The extent, in which HR is accepted by the business as strategic partner, is based on the credibility of the HR department. If HR operates as a business partner, it must ensure that the HR department is run in a professional manner. Too often the operational tasks of the HR department influence their capability to operate on a strategic and tactical level. HR must keep its tasks under control, and ensure that the department is organized for maximum efficiency and effectiveness. The collective opinion that HR is handling its budget in a business-like manner can significantly contribute to the acceptance of HR as a strategic and tactical partner.

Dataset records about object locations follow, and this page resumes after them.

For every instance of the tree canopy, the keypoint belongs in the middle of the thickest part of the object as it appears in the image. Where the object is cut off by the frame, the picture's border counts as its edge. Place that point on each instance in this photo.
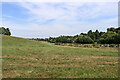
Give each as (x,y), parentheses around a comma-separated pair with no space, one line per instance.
(5,31)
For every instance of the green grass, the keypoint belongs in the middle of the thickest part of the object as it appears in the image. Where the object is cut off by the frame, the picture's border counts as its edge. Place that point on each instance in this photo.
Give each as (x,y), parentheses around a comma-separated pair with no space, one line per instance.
(23,58)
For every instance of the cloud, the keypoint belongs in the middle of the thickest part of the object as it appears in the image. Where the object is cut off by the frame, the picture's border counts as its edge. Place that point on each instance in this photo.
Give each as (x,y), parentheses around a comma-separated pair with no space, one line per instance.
(55,19)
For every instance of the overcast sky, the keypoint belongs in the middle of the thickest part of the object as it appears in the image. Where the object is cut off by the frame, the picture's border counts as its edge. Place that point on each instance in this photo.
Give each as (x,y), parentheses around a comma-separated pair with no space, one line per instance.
(45,19)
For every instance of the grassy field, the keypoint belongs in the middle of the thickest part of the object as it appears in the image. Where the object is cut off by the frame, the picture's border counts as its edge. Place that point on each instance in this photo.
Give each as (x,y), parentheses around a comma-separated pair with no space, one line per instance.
(23,58)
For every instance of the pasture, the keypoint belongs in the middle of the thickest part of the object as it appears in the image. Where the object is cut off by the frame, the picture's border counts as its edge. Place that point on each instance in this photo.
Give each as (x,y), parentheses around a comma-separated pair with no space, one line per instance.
(23,58)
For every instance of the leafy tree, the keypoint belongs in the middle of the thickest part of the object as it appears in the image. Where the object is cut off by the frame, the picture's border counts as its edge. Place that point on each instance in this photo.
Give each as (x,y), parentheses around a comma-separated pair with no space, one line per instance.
(5,31)
(84,39)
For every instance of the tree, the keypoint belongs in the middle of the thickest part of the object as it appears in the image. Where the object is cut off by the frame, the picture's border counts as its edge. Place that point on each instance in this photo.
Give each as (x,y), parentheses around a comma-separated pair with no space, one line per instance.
(8,31)
(97,34)
(83,39)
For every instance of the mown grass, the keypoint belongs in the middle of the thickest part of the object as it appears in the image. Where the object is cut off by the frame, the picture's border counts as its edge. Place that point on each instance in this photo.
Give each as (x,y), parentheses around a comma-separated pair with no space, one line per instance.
(23,58)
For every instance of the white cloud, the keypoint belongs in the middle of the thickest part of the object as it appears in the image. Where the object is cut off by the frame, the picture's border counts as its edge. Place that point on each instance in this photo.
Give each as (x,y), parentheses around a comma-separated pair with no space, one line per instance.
(69,18)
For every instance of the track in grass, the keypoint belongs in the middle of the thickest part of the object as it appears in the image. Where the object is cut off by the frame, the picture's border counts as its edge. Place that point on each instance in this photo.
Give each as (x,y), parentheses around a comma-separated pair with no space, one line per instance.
(32,59)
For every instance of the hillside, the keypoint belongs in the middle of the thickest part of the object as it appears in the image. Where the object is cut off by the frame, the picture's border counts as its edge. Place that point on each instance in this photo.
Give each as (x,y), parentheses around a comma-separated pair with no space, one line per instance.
(35,59)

The execution of a sourcing strategy means that every HR service (or HR process) is evaluated based on certain criteria, amongst which the highest quality, the best execution, the lowest costs and the most added value. The HR service is then executed by an internal (or external) provider that offers the best value for money. The range of services and suppliers that results is called the sourcing mix – also referred to as ‘selective sourcing’. Mix is the key word here: it is a misunderstanding that outsourcing is the only option. It is important to determine which services HR wants to provide, and who best provides these services.
The rapidly changing economic conditions encourage the creation of new, flexible HR service delivery models. We expect companies to be looking increasingly at piecemeal outsourcing: rather than selecting a single service delivery model across all HR processes, companies will be combining different delivery options. One can easily imagine a company combine comprehensive outsourcing (BPO) for HR admin, a standardized managed service for payroll, OnDemand delivery for talent management, and custom RPO assignments to deal with sudden local hiring needs. On this point, we expect the rise of OnDemand models in 2009, as they will bridge the gap between BPO and in-house software solutions, balancing control over process with cost control (Opex versus Capex).
HR Outsourcing of administrative and transactional processes is becoming a common phenomenon for many companies. HR nowadays is more inclined to accept the expertise of the outsourcing provider and implement best practice standards. The traditional “lift and shift” approach is rapidly becoming a thing of the past, as experience has shown that better results both in efficiency and quality can be reached by radically adhering to the new standards offered by the vendor. Despite the current recession,
research show that outsourcing vendors are selected based on their expertise, reputation and reliability, and that the cost factor is of lower priority.
In NorthgateArinso surveys performed 2005-2007, we concluded that 80% of respondents use external parties for HR services. External expertise is contracted in matters such as policy development, training, recruitment & selection and career advice: exactly the services that HR professionals want to spend more time on in their new, more strategic roles. As HR is now hiring external experts to carry out these tasks, the question arises if this is due to a lack of time, or due to a lack of expertise. In most
countries, the number of small companies that specialize in offering value added HR services is still growing.
The success of outsourcing depends largely on good contract management. In our research we found that only 16% of contracts are governed by an SLA. This creates a problem, as without an SLA, HR cannot adequately evaluate the service the vendor offers. This means that it is difficult to assess the quality and the execution of the HR service. It also entails that HR does not have enough insight into the service, and cannot adapt it to the growth or downsizing of the company. Good contract management ensures that HR understands what the outsourcing partner delivers, but equally important, that the vendor understands how the company is changing, and how the services should be adapted to these changes. Knowledge acquired like this can then be applied by the HR department within the company to benefit sourcing strategies in other departments.